The dreaded Ds looked at our VW Golf, complete with scratch on one door panel and then at their gleaming and hugely expensive Range Rover. ‘Oh dear.’ 


‘We were thinking of Italy,’ I volunteered. ‘Only a few miles back up the motorway, there’s a turning on the right. Italy is so…’ I paused for a moment as if in search if the mot juste, ‘civilised,’ I concluded.


‘Italy, eh? Sounds just the ticket,’ Denis mused. ‘What do you say, Diane? Spot of pasta for lunch and a decent bottle of plonk?’


‘Rather. What about you chaps? Fancy following us and we can all meet up for lunch.’


We made suitably enthusiastic replies and said we’d be right behind them. I loaded up the car and dutifully followed the Range Rover back to the motorway junction. They turned right, we turned left and were soon back on the road to Lake Bled.


Fantastic place, this. Quite ridiculously scenic. We had lunch, booked into our hotel – bedroom looks straight at the lake – and then went off or a row. That’s a row as in rowing boat, not row as in domestic dispute.


Over to Marigold now for some nonsense, aka the best bits.

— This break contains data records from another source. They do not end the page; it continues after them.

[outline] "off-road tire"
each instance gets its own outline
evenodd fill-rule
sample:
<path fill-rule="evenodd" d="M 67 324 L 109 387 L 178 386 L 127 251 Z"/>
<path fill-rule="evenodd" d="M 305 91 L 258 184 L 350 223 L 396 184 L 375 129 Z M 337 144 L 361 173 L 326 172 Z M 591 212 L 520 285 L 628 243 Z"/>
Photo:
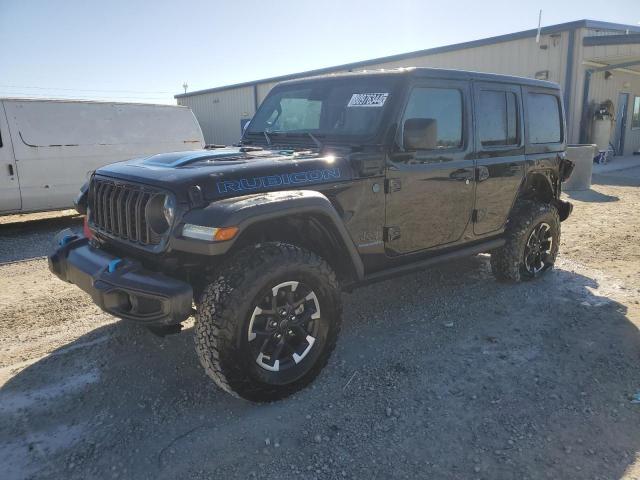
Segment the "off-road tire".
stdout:
<path fill-rule="evenodd" d="M 207 375 L 226 392 L 255 402 L 278 400 L 308 385 L 327 364 L 342 321 L 340 290 L 331 267 L 312 252 L 271 242 L 239 251 L 217 271 L 196 302 L 196 351 Z M 313 286 L 322 305 L 320 321 L 329 324 L 308 370 L 293 381 L 274 384 L 271 377 L 265 381 L 270 373 L 261 372 L 250 355 L 247 332 L 260 292 L 288 280 Z"/>
<path fill-rule="evenodd" d="M 541 223 L 551 227 L 553 242 L 545 268 L 531 274 L 524 266 L 527 241 L 533 230 Z M 500 281 L 520 282 L 532 280 L 553 268 L 560 244 L 560 216 L 558 210 L 548 203 L 520 200 L 516 203 L 507 223 L 504 246 L 491 252 L 491 271 Z"/>

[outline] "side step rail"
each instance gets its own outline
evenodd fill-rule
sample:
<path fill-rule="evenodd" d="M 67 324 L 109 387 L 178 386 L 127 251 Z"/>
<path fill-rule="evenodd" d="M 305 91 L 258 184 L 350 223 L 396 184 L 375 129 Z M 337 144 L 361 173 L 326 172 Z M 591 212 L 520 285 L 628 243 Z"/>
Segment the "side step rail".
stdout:
<path fill-rule="evenodd" d="M 406 273 L 422 270 L 426 267 L 430 267 L 441 262 L 447 262 L 449 260 L 455 260 L 457 258 L 470 257 L 479 253 L 486 253 L 491 250 L 495 250 L 496 248 L 502 247 L 505 243 L 506 241 L 503 238 L 496 238 L 493 240 L 488 240 L 486 242 L 478 243 L 476 245 L 461 248 L 460 250 L 454 250 L 440 255 L 434 255 L 433 257 L 429 257 L 419 262 L 408 263 L 407 265 L 400 265 L 398 267 L 392 267 L 386 270 L 381 270 L 379 272 L 374 272 L 366 275 L 361 282 L 351 285 L 351 288 L 349 290 L 369 285 L 371 283 L 379 282 L 381 280 L 386 280 L 388 278 L 404 275 Z"/>

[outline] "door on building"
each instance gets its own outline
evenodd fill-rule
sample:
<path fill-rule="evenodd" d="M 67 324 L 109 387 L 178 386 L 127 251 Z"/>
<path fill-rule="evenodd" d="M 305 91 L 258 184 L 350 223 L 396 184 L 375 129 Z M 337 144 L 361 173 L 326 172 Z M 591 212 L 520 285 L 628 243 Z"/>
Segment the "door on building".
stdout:
<path fill-rule="evenodd" d="M 466 81 L 412 85 L 390 155 L 385 245 L 392 255 L 455 242 L 471 219 L 474 166 Z"/>
<path fill-rule="evenodd" d="M 13 158 L 4 105 L 0 102 L 0 212 L 20 210 L 20 208 L 22 208 L 22 198 L 17 165 Z"/>
<path fill-rule="evenodd" d="M 613 137 L 613 149 L 616 155 L 624 155 L 624 132 L 627 130 L 627 110 L 629 109 L 629 94 L 618 94 L 618 108 L 616 108 L 616 131 Z"/>

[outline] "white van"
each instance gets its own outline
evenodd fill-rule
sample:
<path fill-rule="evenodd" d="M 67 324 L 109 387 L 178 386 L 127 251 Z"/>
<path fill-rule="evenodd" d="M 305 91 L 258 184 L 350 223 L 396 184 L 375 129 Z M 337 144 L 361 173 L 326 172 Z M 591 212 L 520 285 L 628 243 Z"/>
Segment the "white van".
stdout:
<path fill-rule="evenodd" d="M 0 215 L 72 207 L 108 163 L 202 148 L 188 107 L 0 98 Z"/>

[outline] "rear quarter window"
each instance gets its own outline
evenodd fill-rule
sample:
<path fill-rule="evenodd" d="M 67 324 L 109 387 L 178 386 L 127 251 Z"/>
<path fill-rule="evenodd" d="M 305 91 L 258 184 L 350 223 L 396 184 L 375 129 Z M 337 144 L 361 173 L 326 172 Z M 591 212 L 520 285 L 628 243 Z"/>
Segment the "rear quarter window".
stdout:
<path fill-rule="evenodd" d="M 562 142 L 562 116 L 557 96 L 548 93 L 527 95 L 529 143 Z"/>

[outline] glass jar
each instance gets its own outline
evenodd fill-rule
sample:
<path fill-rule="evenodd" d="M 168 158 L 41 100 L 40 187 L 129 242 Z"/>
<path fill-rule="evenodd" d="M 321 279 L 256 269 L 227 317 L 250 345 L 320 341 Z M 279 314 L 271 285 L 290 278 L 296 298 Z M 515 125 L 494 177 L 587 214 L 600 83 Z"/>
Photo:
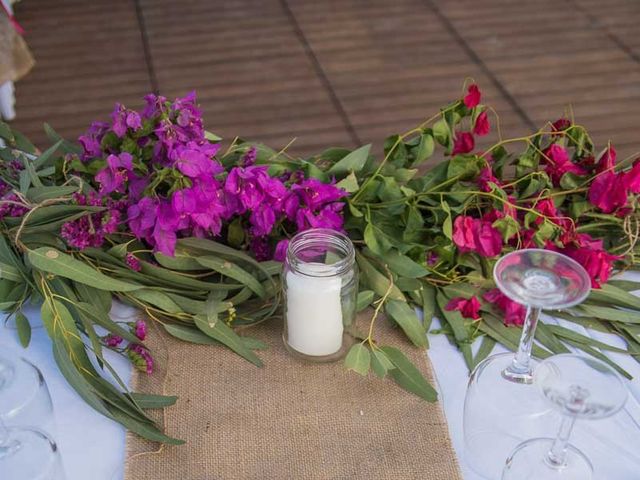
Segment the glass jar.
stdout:
<path fill-rule="evenodd" d="M 295 235 L 287 249 L 282 288 L 289 353 L 316 362 L 342 358 L 353 343 L 358 294 L 351 240 L 326 228 Z"/>

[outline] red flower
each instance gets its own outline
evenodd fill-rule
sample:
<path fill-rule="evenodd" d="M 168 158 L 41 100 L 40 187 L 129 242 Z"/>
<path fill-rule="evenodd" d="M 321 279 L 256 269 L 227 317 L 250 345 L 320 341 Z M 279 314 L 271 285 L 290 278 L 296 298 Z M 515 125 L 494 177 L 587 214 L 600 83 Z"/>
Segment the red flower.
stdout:
<path fill-rule="evenodd" d="M 640 193 L 640 158 L 634 161 L 631 170 L 626 171 L 623 175 L 627 188 L 632 193 Z"/>
<path fill-rule="evenodd" d="M 627 205 L 632 177 L 624 173 L 605 171 L 598 174 L 589 187 L 588 199 L 604 213 L 611 213 Z"/>
<path fill-rule="evenodd" d="M 469 132 L 457 133 L 456 138 L 453 141 L 453 151 L 451 155 L 457 155 L 459 153 L 469 153 L 476 146 L 476 142 L 473 139 L 473 135 Z"/>
<path fill-rule="evenodd" d="M 483 192 L 490 192 L 492 190 L 491 185 L 489 183 L 494 183 L 497 186 L 500 186 L 500 180 L 493 174 L 493 170 L 491 167 L 484 167 L 480 170 L 480 174 L 478 175 L 478 186 L 480 190 Z"/>
<path fill-rule="evenodd" d="M 504 295 L 499 289 L 494 288 L 486 292 L 482 298 L 487 302 L 493 303 L 496 307 L 504 312 L 504 324 L 523 325 L 527 309 L 524 305 L 514 302 Z"/>
<path fill-rule="evenodd" d="M 616 149 L 613 148 L 613 145 L 609 145 L 598 159 L 596 171 L 604 172 L 605 170 L 613 170 L 613 167 L 616 164 L 616 156 Z"/>
<path fill-rule="evenodd" d="M 551 130 L 554 132 L 560 132 L 562 130 L 566 130 L 571 126 L 571 120 L 568 118 L 559 118 L 555 122 L 551 124 Z"/>
<path fill-rule="evenodd" d="M 487 111 L 485 110 L 478 118 L 476 118 L 476 123 L 473 126 L 473 133 L 479 136 L 483 136 L 489 133 L 491 130 L 491 124 L 489 123 L 489 118 L 487 117 Z"/>
<path fill-rule="evenodd" d="M 464 97 L 464 104 L 467 108 L 474 108 L 480 103 L 480 96 L 480 89 L 478 88 L 478 85 L 472 83 L 469 85 L 467 94 Z"/>
<path fill-rule="evenodd" d="M 461 252 L 477 252 L 483 257 L 495 257 L 502 251 L 502 237 L 491 222 L 465 215 L 453 223 L 453 243 Z"/>
<path fill-rule="evenodd" d="M 554 143 L 547 148 L 544 154 L 545 158 L 543 162 L 547 163 L 545 172 L 547 172 L 547 175 L 549 175 L 553 184 L 556 186 L 560 184 L 560 179 L 567 172 L 575 173 L 576 175 L 584 175 L 587 173 L 580 165 L 576 165 L 569 159 L 569 153 L 560 145 Z"/>
<path fill-rule="evenodd" d="M 475 296 L 469 299 L 452 298 L 444 309 L 447 311 L 457 310 L 464 318 L 473 318 L 474 320 L 480 318 L 480 302 Z"/>

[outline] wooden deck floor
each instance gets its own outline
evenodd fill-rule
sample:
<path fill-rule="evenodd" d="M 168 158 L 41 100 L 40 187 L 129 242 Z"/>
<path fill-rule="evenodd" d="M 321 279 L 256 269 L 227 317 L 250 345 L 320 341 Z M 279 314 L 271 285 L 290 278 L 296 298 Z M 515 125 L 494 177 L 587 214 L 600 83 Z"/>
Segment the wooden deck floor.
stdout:
<path fill-rule="evenodd" d="M 207 127 L 305 154 L 380 145 L 472 77 L 520 134 L 571 106 L 597 142 L 640 150 L 637 0 L 28 0 L 37 65 L 14 124 L 44 141 L 196 90 Z"/>

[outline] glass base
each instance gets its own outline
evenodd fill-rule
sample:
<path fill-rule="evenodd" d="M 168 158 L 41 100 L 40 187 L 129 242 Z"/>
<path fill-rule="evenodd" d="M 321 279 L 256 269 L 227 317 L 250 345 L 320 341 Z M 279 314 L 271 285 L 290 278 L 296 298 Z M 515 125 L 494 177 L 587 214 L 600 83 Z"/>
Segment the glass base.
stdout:
<path fill-rule="evenodd" d="M 557 430 L 559 415 L 537 388 L 514 382 L 502 373 L 513 353 L 492 355 L 469 378 L 463 433 L 467 463 L 484 477 L 500 478 L 507 456 L 524 440 Z M 532 366 L 537 362 L 532 360 Z"/>
<path fill-rule="evenodd" d="M 506 460 L 502 480 L 591 480 L 591 462 L 572 445 L 568 445 L 564 465 L 549 462 L 547 453 L 552 444 L 552 438 L 534 438 L 518 445 Z"/>
<path fill-rule="evenodd" d="M 353 337 L 349 333 L 344 332 L 342 334 L 342 345 L 336 352 L 330 353 L 328 355 L 308 355 L 304 352 L 296 350 L 289 344 L 289 342 L 287 342 L 286 332 L 283 332 L 282 334 L 282 341 L 284 343 L 284 348 L 292 357 L 312 363 L 337 362 L 347 355 L 349 349 L 354 344 Z"/>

Left previous hotel and manager gave us a little box of sweets with Salzburg pictures  on.  We had to put them in a bin as they were all toffees and am already suffering in the tooth department after encounter with the black bread.  Great excitement last night a farmer had a goat killed, he said by a wolf.  How dangerous, as we had slept with the window open and had been eating meat on crackers.


Journey to Slovenia breathtaking.  Lots of castles.  Loved it.

We had lunch, none of the food we understood.  We ended up with chickflaustrudle or something.  It was really disgusting.  For pudding we both had 3 Rennies and a spoonful of gaviscon.  


The hotel by the lake is really old fashioned with lots of crocheted cushions.  In our room is a picture of a very young Cliff Richard. Thankfully it wasn't Rolf Harris or we would have asked to be moved.  G rowed us around the lake.  It was quite choppy in places but very romantic, except it made him rather sweaty and also a bit sweary.


We are off to look at waterfalls. The man at the hotel described them as water, falling from high up. Sound very exciting. He also said breakfast is all you can eat.  We will certainly give that a miss. Lots if people swimming in the lake and lots of swans too. Must be the Slovenian version of swimming with dolphins. The swans are more attractive. 


What a place this must be to grow up in. We come  back to the lake several hours later and it is still a hive of activity. Loads of kids paddling on boards and swimming, even long after the sun has gone down.


They start young too. Three little girls, the eldest no more than seven and the youngest a little tot of about five, have been splashing around, jumping on and off a board way out on the lake. Not a frantic parent in sight.








G with lake in background. That young lady on the left is NOT me

There's a medieval castle too. The lake that has everything.

G chose the ice cream, good job I am his official taster.